In our village, which is called Bakhmutka, over 1000 people and about 50 children lived until 2014. In 2017, 240 people were left in the village, of which 15 were children. The rest left in the course of three years.
The center of the village was Zaitseve, because there was a school, council, hospital, church, library, savings bank, post office there. Up till now, our village has lost everything.
We had a bus going from Mykytivka every hour. Now the road is closed. This bus used to take people to the mine, Uzlovska Central Concentrating Plant, railway, and children to school.
The village had an alabaster factory, working three shifts. Everything was good and timely: wages, pensions, medical care.
Everything changed in an instant. We have no job offers, no medicine, no transport. War came unexpectedly and forced us to abandon our homes. Children had no school to attend to. People left everything they acquired over the years so as not to see these bombings and not to hear children's cries.
From 2014 to 2017, people experienced great fear. Their mental health has been disturbed. Nervous breakdowns were a common thing. Old people and young children hid in the cellars during winter and summer. And the pain they suffered when shells flew before their eyes was unbearable!
Women laid down on the ground and covered their children who cried out hysterically out of fear with their bodies.

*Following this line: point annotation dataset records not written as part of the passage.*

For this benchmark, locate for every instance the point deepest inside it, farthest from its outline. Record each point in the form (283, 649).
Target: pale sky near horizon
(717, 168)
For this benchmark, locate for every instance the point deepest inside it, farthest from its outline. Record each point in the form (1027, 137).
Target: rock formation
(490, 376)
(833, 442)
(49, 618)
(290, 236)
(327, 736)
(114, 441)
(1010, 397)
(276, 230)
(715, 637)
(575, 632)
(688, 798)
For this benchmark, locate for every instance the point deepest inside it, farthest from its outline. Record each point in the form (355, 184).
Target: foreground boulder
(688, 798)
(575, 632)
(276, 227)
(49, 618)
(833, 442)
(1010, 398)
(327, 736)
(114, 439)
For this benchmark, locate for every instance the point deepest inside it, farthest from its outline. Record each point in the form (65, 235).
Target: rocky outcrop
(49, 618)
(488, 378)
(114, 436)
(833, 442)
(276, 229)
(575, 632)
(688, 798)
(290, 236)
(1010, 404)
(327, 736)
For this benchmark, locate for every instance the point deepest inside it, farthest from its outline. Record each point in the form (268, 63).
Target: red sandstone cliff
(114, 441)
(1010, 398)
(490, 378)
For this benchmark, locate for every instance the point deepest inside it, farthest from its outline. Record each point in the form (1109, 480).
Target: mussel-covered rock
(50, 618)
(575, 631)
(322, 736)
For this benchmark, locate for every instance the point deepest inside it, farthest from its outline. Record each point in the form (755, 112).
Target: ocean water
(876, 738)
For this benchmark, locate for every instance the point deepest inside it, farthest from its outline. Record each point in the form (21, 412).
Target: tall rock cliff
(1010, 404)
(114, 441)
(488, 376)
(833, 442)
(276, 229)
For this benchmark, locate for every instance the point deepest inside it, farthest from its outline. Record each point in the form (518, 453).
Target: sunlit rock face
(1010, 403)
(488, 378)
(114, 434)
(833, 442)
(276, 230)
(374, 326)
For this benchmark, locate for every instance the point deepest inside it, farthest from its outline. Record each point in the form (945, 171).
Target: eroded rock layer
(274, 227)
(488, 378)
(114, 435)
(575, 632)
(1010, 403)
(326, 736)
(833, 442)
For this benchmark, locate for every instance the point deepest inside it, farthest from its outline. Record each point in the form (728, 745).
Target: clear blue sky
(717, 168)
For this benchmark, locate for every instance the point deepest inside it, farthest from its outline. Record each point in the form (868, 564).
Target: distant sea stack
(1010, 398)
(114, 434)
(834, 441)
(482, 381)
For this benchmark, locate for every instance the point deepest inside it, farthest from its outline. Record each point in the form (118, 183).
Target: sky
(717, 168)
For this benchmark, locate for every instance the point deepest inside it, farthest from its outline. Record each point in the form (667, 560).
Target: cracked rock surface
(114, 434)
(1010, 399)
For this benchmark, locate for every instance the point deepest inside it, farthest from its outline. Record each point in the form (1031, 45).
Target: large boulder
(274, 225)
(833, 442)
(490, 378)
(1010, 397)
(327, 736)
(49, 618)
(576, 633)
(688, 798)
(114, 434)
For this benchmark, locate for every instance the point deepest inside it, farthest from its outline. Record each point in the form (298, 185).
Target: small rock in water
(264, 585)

It was very difficult to live in the village — it was blocked. We had no bread, no water, no food. The military shared their food and medicines with us.
Since 2015, we have Humanitarian Headquarters. They give out humanitarian aid, help people with documents, give mummies and children diapers, people, who have suffered from shelling, receive building materials.
Since 24 June 2016, the village has not had electricity. When you run into the basement in the darkness under the shelling attack, you can fall, break your knee. Bot you rise and run, because life is the most valuable thing.
It is very hard without electricity here. We cook in the summer to eat on the street over a campfire. There is no place to store food. There is no water in the wells. We forgot what a TV is, what a machine wash is.
However, we are very grateful to volunteers, humanitarian organizations, pastors who help us with water, food, and provide moral assistance. It was hard and scary to live under shelling attacks every day.
I remember one such case. A grandmother was walking near the house with her granddaughter when and a heavy shelling began. She did not have time to run home, she fell with her granddaughter right on the road near the curb, covered her with her body, broke her knees, and the granddaughter screamed with fear. But the grandmother whispered in her ear, "Granddaughter, dear, please, hold on a little more." She herself sobbed without any shame, because she was powerless. She suffered a lot of stress worrying about herself, but most of all, about her granddaughter. A week later, she left the village, abandoning everything.
The village, of course, that existed before the war is no longer there. The roads are damaged, houses are abandoned, the cemetery is broken. However, people still have hope that peace will come to us. We pray for that every day. We wish peace and prosperity to all people on the globe.